Conversely, the more time we spend grappling with the idea of artificial intelligence and of synthetic living creatures that look like us, but behave decidedly not like us, the more terrifying they become. This is doubly true in the world that Alien: Earth and Alien: Romulus have come into, the latter of which is most interesting when exploring the relationship between protagonist Rain (Cailee Spaeny) and Andy (David Jonsson), a rudimentary and simplistic android she’s known since her childhood. An orphan without family, Rain looks at Andy like her brother, but does he really care about her or can that be programmed away, as another robot attempts to do later in the movie?
That film and this year’s TV series were released in a world where artificial intelligence was no longer an abstract idea. We’re still (thankfully) years or decades away from true general artificial intelligence, or a sentient machine that can think like a human but faster, but the idea is no longer pure fantasy. So Rain’s attachment to her AI companion in Romulus, or Wendy’s existence teasing out a post-death future, becomes far more intriguing to the mind of creators like Scott and Hawley than the monster stalking you on the spaceship.
So much so that this fall’s Predator: Badlands is expected to mark another crossover between the Alien and Predator series… except not in the way comic-con crowds probably would expect.
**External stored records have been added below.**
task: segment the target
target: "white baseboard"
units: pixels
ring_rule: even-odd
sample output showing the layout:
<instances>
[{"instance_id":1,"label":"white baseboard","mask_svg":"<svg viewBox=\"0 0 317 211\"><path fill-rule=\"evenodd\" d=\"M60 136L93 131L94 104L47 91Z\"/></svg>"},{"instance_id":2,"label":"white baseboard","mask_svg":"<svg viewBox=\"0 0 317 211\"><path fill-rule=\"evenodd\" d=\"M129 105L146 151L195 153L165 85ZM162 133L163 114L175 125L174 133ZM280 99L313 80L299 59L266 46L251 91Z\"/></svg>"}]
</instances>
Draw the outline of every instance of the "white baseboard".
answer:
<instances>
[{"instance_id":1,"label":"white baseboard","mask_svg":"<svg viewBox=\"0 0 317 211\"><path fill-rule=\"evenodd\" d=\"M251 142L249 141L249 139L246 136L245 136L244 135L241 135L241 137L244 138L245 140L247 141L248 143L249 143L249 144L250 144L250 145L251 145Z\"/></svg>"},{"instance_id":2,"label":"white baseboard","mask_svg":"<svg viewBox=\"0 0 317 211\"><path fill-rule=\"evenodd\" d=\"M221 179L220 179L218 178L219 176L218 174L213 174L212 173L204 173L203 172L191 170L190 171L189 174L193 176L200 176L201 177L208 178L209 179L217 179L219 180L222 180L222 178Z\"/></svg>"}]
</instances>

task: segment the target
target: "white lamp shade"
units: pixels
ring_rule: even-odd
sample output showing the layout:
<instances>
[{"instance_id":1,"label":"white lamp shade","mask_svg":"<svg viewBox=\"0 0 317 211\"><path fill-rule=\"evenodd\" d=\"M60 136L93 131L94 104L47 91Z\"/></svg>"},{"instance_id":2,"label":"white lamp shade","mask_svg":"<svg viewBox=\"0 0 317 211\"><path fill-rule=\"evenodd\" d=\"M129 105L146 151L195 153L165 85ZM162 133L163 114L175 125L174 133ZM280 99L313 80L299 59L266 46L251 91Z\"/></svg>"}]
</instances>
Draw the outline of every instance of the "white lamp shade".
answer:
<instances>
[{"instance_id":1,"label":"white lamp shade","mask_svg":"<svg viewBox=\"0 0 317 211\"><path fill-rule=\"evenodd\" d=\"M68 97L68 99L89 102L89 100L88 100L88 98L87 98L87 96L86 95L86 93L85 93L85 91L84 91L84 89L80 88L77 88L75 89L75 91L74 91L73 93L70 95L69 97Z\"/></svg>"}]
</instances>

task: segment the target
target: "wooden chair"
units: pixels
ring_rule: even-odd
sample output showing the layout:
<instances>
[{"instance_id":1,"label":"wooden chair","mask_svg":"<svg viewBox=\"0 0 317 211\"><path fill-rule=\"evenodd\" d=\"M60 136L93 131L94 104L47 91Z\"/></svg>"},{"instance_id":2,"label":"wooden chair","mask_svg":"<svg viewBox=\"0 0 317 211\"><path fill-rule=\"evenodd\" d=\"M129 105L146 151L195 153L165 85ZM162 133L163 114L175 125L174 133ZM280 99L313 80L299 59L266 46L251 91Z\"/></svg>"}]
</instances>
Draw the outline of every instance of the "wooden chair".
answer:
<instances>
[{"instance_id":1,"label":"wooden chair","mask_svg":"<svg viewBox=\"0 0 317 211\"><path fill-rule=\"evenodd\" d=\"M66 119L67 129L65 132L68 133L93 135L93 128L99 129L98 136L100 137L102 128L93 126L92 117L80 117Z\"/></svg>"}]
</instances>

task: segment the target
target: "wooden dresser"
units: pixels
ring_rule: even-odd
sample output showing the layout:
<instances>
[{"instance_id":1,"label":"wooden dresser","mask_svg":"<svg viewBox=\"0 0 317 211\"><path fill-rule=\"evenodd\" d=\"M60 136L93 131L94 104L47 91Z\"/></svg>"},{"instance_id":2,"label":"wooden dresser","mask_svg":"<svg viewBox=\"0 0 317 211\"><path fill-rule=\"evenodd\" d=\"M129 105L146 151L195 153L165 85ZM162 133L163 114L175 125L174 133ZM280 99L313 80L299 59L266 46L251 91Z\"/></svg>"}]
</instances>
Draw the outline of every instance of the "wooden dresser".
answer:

Indeed, the big revelation at this year’s SDCC was that Elle Fanning is playing a pair of synthetic characters built by Weyland-Yutani, the same duplicitous company from all the Alien movies. Apparently both of Fanning’s robots will be different in terms of personalities, with one of them bisected from the waist down and forced to rely on the film’s central Predator (Dimitrius Schuster-Koloamatangi) as her companion and protector on a planet so hostile that even the Predators are now prey. But if we know anything about Weyland-Yutani products, it’s that even a Predator might be wise to distrust the Company’s AI and its sing-song flattery and user engagement.
Whatever the future holds for that partnership, what’s clear is that for actual creators, the most fascinating organisms in the Alien franchise were the robots all along. One might even call them perfect.